When it comes to materials and construction, RTA cabinets take a big win among the leading brands. While you can expect solid wood doors in both categories, the main difference comes when you look at the rest of the build. For one thing, most if not all RTA cabinets come equipped with plywood cases, typically ¾-inch thick, where most custom cabinets found at major retailers or local manufacturers They use some variation of compressed wood, such as particle board. . And while a salesperson at the home improvement store may tell you about a ¾-inch wood-framed cabinet, they are usually referring exclusively to the front of the cabinet where the door meets. They typically exclude the sides and back of the box. Additionally, traditional or custom-built cabinets are also known for using particle board in their drawers, while RTAs typically use wood connected by dovetail joints to ensure long-lasting durability for years to come.

If you are wondering what is the difference between wood or plywood construction and particle board?

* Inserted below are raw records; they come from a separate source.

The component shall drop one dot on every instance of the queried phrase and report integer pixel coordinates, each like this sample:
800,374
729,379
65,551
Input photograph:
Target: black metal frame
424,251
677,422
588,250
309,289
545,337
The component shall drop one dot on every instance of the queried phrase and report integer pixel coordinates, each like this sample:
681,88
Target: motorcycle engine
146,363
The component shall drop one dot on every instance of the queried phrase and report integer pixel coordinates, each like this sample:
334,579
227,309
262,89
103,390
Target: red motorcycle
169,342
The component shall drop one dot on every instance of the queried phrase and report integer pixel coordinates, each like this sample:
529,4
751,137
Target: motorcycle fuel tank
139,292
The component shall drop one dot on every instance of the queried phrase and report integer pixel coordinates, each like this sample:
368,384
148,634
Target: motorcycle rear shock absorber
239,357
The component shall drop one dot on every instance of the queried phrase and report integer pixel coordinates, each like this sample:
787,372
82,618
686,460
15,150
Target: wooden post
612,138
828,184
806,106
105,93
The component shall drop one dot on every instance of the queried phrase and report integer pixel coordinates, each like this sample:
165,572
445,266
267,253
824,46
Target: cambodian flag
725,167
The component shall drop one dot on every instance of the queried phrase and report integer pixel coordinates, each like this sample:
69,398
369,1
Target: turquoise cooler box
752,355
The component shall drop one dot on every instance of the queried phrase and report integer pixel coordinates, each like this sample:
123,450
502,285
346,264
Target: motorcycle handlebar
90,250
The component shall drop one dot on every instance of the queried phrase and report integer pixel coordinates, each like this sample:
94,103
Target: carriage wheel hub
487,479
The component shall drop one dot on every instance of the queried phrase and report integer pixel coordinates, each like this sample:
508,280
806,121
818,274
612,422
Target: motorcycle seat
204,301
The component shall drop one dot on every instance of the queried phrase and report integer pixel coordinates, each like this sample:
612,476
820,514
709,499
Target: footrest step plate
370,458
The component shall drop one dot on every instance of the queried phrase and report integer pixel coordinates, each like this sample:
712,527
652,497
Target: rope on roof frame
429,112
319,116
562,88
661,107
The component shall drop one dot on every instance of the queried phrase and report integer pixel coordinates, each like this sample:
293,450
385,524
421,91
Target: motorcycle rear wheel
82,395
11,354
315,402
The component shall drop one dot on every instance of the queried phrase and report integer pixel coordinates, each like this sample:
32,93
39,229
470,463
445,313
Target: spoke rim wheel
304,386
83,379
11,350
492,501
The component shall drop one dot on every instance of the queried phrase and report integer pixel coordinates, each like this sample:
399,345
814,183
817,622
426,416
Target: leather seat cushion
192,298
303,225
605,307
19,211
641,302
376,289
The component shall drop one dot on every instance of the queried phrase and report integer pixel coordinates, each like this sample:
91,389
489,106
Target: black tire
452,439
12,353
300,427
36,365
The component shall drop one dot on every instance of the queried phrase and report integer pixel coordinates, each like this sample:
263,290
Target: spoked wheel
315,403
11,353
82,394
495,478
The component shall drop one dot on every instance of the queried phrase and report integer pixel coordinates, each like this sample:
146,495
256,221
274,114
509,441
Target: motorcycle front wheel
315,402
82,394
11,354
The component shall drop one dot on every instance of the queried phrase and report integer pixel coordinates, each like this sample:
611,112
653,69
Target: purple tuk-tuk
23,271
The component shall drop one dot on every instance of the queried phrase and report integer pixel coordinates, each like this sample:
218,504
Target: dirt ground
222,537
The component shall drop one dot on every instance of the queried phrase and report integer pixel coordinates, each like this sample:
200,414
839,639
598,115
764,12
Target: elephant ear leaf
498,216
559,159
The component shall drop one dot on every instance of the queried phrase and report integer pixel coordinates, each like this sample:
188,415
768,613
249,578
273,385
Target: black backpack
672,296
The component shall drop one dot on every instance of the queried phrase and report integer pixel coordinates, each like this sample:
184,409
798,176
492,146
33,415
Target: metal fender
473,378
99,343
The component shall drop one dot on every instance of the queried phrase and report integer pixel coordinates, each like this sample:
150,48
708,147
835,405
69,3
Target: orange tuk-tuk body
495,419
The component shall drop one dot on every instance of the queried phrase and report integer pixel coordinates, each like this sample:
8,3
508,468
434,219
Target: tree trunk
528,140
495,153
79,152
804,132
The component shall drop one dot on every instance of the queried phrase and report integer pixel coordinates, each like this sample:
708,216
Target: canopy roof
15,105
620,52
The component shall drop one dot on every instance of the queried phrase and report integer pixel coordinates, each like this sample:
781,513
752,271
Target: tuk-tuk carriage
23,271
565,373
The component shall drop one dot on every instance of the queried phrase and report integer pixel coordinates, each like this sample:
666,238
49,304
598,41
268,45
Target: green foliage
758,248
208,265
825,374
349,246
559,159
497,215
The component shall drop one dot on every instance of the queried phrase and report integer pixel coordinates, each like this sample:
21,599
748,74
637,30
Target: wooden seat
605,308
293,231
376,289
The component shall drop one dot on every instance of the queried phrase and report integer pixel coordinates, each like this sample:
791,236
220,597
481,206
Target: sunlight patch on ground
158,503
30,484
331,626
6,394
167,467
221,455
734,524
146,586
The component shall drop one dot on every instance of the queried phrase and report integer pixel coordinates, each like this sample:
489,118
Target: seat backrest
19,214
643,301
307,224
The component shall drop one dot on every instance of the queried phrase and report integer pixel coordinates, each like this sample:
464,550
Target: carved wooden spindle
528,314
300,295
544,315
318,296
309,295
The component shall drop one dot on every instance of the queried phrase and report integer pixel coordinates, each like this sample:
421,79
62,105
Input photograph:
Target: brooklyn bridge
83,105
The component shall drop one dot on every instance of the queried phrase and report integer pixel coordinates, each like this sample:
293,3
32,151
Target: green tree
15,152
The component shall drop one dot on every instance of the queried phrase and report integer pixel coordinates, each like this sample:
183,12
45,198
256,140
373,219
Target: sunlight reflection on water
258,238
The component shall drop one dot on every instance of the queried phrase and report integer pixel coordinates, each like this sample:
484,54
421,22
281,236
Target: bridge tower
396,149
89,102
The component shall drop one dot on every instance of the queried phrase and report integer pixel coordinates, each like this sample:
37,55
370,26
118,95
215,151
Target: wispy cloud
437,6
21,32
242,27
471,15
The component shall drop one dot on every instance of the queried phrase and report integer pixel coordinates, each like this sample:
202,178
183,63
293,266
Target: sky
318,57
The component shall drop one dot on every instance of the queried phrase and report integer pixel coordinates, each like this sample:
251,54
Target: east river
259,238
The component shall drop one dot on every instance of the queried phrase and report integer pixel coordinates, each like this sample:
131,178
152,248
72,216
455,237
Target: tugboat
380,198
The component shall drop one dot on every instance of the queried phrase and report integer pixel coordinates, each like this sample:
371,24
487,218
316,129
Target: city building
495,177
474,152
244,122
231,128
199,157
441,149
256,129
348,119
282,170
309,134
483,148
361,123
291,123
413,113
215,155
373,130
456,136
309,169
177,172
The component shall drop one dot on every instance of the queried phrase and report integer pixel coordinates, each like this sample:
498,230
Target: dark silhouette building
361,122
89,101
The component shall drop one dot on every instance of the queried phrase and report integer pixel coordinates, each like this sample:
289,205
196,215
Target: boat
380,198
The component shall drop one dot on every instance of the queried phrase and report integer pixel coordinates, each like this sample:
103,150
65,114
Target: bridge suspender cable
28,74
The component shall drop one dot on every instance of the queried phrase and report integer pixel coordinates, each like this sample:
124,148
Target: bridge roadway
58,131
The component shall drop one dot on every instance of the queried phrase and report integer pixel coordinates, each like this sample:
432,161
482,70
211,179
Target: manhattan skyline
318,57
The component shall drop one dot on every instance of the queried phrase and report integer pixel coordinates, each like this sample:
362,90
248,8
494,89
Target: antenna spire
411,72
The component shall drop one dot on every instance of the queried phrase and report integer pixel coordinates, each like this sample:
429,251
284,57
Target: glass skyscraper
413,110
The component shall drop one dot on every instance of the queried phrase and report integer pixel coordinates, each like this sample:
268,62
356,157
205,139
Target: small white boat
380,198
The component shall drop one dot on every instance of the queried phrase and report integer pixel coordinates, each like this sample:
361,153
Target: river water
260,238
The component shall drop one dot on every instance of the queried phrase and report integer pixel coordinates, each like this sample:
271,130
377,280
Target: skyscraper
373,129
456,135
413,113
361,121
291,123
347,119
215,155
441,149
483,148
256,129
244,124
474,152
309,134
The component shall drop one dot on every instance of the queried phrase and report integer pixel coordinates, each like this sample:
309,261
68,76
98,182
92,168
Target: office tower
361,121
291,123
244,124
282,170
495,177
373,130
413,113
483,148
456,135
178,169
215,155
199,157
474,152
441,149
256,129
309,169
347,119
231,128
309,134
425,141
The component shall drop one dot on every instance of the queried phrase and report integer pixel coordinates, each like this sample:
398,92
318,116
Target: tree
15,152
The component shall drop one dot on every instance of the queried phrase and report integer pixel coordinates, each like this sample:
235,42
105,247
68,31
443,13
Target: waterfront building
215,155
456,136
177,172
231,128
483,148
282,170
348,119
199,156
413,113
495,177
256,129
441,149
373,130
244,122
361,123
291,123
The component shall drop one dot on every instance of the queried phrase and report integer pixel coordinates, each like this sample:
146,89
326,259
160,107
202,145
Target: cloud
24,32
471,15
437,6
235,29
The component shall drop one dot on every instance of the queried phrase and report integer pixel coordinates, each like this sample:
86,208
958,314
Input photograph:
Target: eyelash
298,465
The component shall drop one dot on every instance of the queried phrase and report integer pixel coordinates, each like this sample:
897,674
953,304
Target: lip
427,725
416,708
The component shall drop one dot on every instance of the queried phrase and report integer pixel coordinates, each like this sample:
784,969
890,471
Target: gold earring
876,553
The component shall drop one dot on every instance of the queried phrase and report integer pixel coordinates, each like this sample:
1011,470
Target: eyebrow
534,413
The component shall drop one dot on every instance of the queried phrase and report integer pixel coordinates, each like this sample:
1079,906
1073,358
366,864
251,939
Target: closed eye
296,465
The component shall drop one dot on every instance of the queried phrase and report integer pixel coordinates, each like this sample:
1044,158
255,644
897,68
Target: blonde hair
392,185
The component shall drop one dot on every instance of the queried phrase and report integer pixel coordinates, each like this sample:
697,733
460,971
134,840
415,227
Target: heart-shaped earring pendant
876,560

Then place a piece of particle board in a cup of water for a day or two and you’ll see what we’re talking about. Particleboard is extremely susceptible to moisture and can warp and expand over time when there is a significant amount of moisture, particularly around dishwashers and sinks or in humid environments where humidity is high; Even mopping can sometimes present a problem for particle board. RTA cabinets also differ significantly in how they are assembled due to the strength of the plywood. Particleboard cabinets are typically assembled using a variety of methods, from staples to wood dowels to glue on high-end cabinets, while RTA cabinets typically use a heavy-duty cam-lock system that ensures your cabinets don’t they fall apart on the way.

In terms of cabinet door styles, the options seem to favor the made-to-order or custom option. One of the advantages and disadvantages of RTA is that the cabinets are prefabricated, which means that they are manufactured and mass-produced in a single color, door style, and specific sizes that usually come in 3-inch increments. However, RTA cabinets come in many styles, colors, and finishes, and there will almost certainly be one available that matches any individual’s taste and lifestyle. As far as set sizes go, careful planning and good measurements from a professional kitchen remodeling carpenter will ensure your kitchen looks as custom as the best custom kitchens out there. Without exception, prefabricated means mass-produced, which means lower labor costs and lead times, which ultimately means less money spent.